C’est les autorités qui doivent décider de la Transition. Il faut instaurer le dialogue. Moi, je n’étais pas d’accord qu’on ferme nos frontières. Parce que le Mali appartient à tous les africains. Je pense que dans toutes les constitutions, nous avons fait noter que le Mali, est prêt à renoncer à sa souveraineté. Donc c’était plutôt une leçon de morale. Tout comme le ministre des affaires étrangères Abdoulaye Diop vient de faire une grande leçon de morale politique à la France. Cinq (5) ans c’est excessif. Mais ils l’ont dit en donnant un programme cohérent. Mais je pense que ce programme aurait dû faire l’objet d’une discussion avec la CEDEAO. Le Mali semble-t­-il proposer deux (2) ans et l’Algérie seize (16) mois. A mon avis, les deux (2) ans c’est une très bonne proposition.

Croissance Afrique : Nous assistons à un durcissement de ton entre Paris et Bamako. Qu’en pensez-vous ?
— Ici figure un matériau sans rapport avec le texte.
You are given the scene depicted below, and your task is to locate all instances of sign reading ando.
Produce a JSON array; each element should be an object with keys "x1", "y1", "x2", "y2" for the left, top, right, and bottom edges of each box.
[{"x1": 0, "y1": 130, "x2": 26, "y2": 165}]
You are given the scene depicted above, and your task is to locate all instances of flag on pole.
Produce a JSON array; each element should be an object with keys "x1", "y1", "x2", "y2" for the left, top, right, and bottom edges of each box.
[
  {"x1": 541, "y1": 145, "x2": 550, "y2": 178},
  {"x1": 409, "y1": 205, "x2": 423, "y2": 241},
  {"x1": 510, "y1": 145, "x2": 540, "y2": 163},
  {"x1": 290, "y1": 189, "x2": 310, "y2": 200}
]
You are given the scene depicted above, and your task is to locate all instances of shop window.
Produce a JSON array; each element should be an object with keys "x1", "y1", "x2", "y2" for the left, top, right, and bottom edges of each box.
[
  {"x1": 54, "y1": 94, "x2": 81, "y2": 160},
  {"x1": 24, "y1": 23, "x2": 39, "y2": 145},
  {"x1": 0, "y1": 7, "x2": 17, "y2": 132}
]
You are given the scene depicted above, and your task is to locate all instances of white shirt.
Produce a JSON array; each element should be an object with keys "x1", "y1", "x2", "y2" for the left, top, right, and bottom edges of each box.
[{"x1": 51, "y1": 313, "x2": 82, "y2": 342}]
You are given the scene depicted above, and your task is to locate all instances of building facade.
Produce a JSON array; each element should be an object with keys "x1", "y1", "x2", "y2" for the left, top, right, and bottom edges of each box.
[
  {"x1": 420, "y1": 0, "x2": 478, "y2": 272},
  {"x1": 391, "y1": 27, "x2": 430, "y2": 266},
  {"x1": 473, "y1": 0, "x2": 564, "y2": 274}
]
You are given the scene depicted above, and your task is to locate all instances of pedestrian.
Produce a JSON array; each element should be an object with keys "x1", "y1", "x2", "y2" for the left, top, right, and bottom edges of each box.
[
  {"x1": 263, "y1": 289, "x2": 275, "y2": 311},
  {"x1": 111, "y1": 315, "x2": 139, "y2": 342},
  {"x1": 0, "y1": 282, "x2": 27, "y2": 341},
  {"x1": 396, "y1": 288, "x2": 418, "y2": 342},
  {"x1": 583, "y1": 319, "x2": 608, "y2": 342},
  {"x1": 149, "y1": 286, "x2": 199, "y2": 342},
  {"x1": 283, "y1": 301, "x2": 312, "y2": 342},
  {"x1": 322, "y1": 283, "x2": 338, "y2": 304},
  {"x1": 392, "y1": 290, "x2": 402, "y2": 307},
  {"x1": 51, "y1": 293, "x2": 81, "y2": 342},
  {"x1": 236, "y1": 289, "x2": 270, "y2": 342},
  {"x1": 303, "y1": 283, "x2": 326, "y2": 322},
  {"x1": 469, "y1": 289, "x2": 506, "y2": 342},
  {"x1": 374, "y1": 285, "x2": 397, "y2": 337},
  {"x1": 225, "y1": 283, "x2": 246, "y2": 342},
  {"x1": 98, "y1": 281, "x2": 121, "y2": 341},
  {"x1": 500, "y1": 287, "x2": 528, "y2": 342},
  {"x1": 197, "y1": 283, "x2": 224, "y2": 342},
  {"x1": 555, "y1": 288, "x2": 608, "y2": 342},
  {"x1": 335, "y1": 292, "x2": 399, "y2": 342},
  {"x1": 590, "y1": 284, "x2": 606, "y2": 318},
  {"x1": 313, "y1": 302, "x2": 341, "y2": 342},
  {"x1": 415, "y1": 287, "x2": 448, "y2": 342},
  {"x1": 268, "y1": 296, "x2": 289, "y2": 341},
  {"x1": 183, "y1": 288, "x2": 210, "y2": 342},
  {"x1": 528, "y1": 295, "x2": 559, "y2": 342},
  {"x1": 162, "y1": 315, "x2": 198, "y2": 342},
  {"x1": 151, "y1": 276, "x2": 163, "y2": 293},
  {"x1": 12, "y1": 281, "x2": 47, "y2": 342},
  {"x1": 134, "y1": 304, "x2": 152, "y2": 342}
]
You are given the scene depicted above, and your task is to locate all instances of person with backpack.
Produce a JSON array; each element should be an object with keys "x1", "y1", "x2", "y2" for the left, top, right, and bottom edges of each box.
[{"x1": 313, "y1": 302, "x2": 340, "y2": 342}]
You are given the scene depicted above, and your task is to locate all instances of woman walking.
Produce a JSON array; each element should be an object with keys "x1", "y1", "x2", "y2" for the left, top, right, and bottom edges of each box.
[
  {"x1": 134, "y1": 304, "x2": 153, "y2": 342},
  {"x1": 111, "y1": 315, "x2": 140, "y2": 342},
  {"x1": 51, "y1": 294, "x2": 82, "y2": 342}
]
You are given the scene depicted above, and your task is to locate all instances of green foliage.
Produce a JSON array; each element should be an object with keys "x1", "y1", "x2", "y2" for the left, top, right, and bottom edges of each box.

La diplomatie malienne est en train de s’affirmer dans le sens de la défense de notre souveraineté et de la défense des intérêts de l’Etat du Mali. L’affaire du contingent danois et celle de l’aéronef français en sont des exemples. Sans oublier la demande de révision de l’accord de coopération de défense et le choix d’autres partenaires. Ce choix nous a permis d’acquérir des matériels militaires que nous payons. Aujourd’hui la peur a changé de camp. Nos forces armées ont un encadrement russe et non Wagner.